En Suisse, des neuroscientifiques ont démontré que voir un avatar malade en réalité virtuelle (VR) pouvait mettre notre organisme en alerte. Lorsque ceci se produit, il devient question d’une activation de réseaux cérébraux spécifiques et d’une apparition de cellules immunitaires sentinelles dans le sang. Selon les chercheurs, l’organisme procède ainsi pour tenter d’anticiper une infection à venir.
Des avatars virtuels « neutres », « anxiogènes » et « infectés »
Habituellement, le système immunitaire détecte et réagit à la présence d’un agent pathogène dans le but de l’éliminer ou de contrer ses effets néfastes. Néanmoins, le temps assez conséquent que prend ce processus – environ une heure et demi – peut avoir un impact sur son efficacité. Des chercheurs neuroscientifiques du MySpace lab de l’Université de Lausanne (Suisse) ont récemment démontré que le cerveau est capable de détecter une « infection virtuelle » et d’activer le système immunitaire, sans que l’organisme ne fasse réellement l’objet d’une exposition à un agent pathogène.
Comme le montre l’étude publiée dans la revue Nature Neuroscience en juillet 2025, les chercheurs ont utilisé la réalité virtuelle sur des volontaires afin de simuler un risque d’infection. Trois cohortes de participants ont d’abord été exposés à des avatars virtuels « neutres », avant une deuxième séance ajoutant de manière aléatoire des avatars « anxiogènes » et d’autres considérés comme « infectés », dont les visages montraient clairement des signes d’infection.
Évidemment, certains avatars ont suscité du dégout, un facteur clé des réactions d’évitement, surtout que ceux-ci pénétraient plus ou moins profondément l’espace péripersonnel des volontaires – la zone immédiate autour du corps où se préparent l’anticipation et les réactions aux interactions avec l’environnement et ce, grâce à l’intégration multisensorielle. Les auteurs de l’étude ont ensuite classé les participants selon des seuils de dégout mais également, d’anxiété.

Un niveau de réponse similaire à celui résultant d’un contact réel
Après cette exposition aux avatars virtuels, les meneurs de l’étude ont mesuré les réponses neuronales, comportementales et immunitaires des volontaires via plusieurs méthodes dont l’imagerie par résonance magnétique fonctionnelle, la psychophysique et l’électroencéphalographie, entre autres.
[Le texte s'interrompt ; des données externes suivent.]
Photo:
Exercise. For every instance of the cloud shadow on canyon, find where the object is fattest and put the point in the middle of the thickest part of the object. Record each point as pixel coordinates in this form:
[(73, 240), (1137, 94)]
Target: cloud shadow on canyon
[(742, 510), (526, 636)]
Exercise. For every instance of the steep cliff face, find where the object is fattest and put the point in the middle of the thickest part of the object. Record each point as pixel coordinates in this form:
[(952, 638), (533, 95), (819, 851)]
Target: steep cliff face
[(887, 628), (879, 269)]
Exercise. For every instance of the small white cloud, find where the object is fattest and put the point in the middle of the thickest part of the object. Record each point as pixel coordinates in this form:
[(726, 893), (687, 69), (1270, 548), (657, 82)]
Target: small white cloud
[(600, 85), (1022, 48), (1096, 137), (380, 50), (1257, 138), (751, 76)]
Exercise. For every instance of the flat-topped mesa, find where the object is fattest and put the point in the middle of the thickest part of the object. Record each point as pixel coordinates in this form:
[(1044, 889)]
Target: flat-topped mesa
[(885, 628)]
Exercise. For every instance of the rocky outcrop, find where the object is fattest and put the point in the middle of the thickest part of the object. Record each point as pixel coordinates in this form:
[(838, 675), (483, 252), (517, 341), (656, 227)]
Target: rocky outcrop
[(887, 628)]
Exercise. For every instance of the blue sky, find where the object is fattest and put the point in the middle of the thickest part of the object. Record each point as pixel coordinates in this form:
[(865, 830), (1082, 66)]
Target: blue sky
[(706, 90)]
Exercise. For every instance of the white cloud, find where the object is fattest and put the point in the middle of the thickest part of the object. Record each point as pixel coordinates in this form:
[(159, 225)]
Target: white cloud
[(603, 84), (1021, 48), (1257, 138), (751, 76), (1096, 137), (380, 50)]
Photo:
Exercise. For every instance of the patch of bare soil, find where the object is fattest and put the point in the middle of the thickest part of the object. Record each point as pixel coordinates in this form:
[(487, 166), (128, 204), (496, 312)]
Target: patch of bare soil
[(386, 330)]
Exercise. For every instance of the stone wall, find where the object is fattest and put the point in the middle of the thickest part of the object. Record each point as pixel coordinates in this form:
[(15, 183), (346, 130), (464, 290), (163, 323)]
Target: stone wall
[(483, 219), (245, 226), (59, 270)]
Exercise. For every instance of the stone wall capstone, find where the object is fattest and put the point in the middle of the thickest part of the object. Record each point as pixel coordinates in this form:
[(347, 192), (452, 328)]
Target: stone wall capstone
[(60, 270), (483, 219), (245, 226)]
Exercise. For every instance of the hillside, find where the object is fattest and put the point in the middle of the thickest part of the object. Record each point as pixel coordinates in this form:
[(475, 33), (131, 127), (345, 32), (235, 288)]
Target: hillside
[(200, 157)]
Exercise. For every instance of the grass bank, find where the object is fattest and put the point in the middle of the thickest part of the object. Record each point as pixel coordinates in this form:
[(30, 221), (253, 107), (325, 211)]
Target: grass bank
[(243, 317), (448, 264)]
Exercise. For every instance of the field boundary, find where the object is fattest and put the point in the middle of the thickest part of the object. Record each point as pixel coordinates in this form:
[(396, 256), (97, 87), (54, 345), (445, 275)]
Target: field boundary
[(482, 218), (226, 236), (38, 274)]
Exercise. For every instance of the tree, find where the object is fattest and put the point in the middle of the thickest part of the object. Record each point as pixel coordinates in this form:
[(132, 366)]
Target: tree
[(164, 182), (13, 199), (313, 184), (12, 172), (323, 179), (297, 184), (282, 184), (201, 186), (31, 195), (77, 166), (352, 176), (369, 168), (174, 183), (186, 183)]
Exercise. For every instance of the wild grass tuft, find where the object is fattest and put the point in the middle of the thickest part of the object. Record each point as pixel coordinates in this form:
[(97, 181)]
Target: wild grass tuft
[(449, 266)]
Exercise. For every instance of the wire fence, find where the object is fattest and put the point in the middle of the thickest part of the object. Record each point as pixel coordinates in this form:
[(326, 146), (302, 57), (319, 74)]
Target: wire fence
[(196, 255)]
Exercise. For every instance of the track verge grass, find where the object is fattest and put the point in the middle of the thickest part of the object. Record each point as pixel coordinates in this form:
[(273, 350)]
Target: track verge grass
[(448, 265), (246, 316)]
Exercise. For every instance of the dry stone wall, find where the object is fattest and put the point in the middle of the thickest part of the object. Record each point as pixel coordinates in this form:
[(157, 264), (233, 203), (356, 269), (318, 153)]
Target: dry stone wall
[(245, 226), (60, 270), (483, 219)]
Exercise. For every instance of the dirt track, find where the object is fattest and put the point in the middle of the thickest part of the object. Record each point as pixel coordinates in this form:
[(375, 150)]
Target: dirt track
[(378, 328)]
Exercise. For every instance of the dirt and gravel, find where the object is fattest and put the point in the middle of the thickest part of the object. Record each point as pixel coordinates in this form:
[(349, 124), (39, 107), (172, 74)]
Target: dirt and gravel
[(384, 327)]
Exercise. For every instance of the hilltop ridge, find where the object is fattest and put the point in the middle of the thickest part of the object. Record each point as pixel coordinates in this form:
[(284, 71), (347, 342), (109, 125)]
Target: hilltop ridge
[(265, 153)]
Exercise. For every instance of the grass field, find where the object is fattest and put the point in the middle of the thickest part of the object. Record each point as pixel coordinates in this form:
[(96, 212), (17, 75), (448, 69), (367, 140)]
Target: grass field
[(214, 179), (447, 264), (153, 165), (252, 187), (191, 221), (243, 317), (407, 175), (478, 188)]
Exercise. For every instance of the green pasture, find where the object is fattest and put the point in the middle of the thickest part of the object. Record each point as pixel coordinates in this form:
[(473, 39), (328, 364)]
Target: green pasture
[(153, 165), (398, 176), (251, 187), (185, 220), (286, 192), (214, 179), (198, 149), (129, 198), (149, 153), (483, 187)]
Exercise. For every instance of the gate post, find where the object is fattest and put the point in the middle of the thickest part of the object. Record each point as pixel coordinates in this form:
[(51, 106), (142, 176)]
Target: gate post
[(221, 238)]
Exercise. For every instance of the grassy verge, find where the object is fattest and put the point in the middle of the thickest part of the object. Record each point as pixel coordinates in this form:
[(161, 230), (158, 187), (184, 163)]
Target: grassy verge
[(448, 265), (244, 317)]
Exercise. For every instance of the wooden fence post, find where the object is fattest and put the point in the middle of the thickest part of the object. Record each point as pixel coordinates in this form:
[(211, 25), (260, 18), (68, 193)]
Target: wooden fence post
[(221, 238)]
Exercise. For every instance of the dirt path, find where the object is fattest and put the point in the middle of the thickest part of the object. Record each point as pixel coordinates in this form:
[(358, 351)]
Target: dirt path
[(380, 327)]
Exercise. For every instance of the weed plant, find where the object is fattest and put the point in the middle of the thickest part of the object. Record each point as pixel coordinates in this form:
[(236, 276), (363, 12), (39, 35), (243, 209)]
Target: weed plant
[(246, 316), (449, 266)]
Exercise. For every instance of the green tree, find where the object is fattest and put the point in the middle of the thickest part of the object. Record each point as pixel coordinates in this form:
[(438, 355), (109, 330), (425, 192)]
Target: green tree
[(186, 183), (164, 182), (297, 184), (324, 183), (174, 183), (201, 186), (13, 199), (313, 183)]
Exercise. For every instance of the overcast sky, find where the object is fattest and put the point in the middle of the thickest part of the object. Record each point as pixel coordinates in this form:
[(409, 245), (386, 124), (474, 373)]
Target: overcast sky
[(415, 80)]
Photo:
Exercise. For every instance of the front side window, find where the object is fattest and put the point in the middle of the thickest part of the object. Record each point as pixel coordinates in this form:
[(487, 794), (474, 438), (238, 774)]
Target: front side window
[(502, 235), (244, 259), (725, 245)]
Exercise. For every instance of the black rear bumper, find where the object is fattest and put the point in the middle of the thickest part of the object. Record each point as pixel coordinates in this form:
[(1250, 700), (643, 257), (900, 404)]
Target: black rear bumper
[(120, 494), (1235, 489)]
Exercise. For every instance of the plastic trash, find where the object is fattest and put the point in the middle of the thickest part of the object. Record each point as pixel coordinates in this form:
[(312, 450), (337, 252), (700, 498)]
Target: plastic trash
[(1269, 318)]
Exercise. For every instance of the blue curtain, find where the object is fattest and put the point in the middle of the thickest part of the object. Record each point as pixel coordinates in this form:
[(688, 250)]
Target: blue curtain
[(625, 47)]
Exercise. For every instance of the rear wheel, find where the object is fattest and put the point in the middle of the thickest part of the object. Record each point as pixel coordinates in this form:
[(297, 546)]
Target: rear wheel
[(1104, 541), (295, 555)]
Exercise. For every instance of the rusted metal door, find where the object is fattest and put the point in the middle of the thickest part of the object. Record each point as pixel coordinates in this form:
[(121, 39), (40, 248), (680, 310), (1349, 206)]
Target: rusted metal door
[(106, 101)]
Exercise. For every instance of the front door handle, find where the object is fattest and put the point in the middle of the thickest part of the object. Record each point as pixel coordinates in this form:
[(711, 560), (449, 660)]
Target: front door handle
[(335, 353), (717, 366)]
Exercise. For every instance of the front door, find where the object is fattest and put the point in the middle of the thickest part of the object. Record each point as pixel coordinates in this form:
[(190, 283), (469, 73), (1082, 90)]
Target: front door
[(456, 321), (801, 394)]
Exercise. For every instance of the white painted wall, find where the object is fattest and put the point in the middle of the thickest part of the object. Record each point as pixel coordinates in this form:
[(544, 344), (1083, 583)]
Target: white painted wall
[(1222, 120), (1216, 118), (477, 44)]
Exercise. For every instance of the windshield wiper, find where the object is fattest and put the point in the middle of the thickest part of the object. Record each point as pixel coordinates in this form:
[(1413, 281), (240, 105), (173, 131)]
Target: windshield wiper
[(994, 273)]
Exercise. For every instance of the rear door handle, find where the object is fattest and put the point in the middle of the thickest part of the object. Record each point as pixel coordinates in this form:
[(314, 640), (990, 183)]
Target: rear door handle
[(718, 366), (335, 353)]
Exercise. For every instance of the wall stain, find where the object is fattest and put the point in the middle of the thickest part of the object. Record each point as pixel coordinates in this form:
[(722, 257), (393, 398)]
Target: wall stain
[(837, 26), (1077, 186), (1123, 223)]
Ensuite, les chercheurs ont effectué de multiples comparaisons, entre les réponses aux avatars montrant des signes d’infection, les « anxiogènes », les « neutres » mais également, les réponses face à un contact réel avec un agent pathogène – par exemple via l’injection d’un vaccin contre la grippe.
Selon les résultats, le type d’avatar utilisé déterminait l’évolution de l’effet espace péripersonnel entre la première et la deuxième séance. Il s’avère que dans le cas des avatars « infectés », cet effet s’est produit à chaque fois, peu importe le degré de pénétration de l’espace péripersonnel des volontaires. Ici, le niveau de réponse est similaire à celui résultant d’un contact réel entre l’organisme et un agent pathogène. Par ailleurs, les auteurs de l’étude ont affirmé que ce type de réponse impliquait les aires cérébrales fronto-pariétales, une zone du cerveau détectant justement l’invasion de l’espace péripersonnel. Vient ensuite une altération de la connectivité au sein de l’hypothalamus, un élément clé de l’interface neuro-immunitaire, déclenchant des changements dans le comportement, dont l’activation du système immunitaire et plus précisément, celle des cellules lymphoïdes innées (ILC).
En conclusion, les chercheurs estiment que les systèmes neuronal et immunitaire agissent ensemble pour anticiper une menace d’infection, même en l’absence de contact physique. Si davantage de travaux doivent être menés pour obtenir plus de certitudes, les scientifiques disposent désormais d’une piste très intéressante pour étudier l’interface dite « anticipatoire », entre perception, cognition et immunité.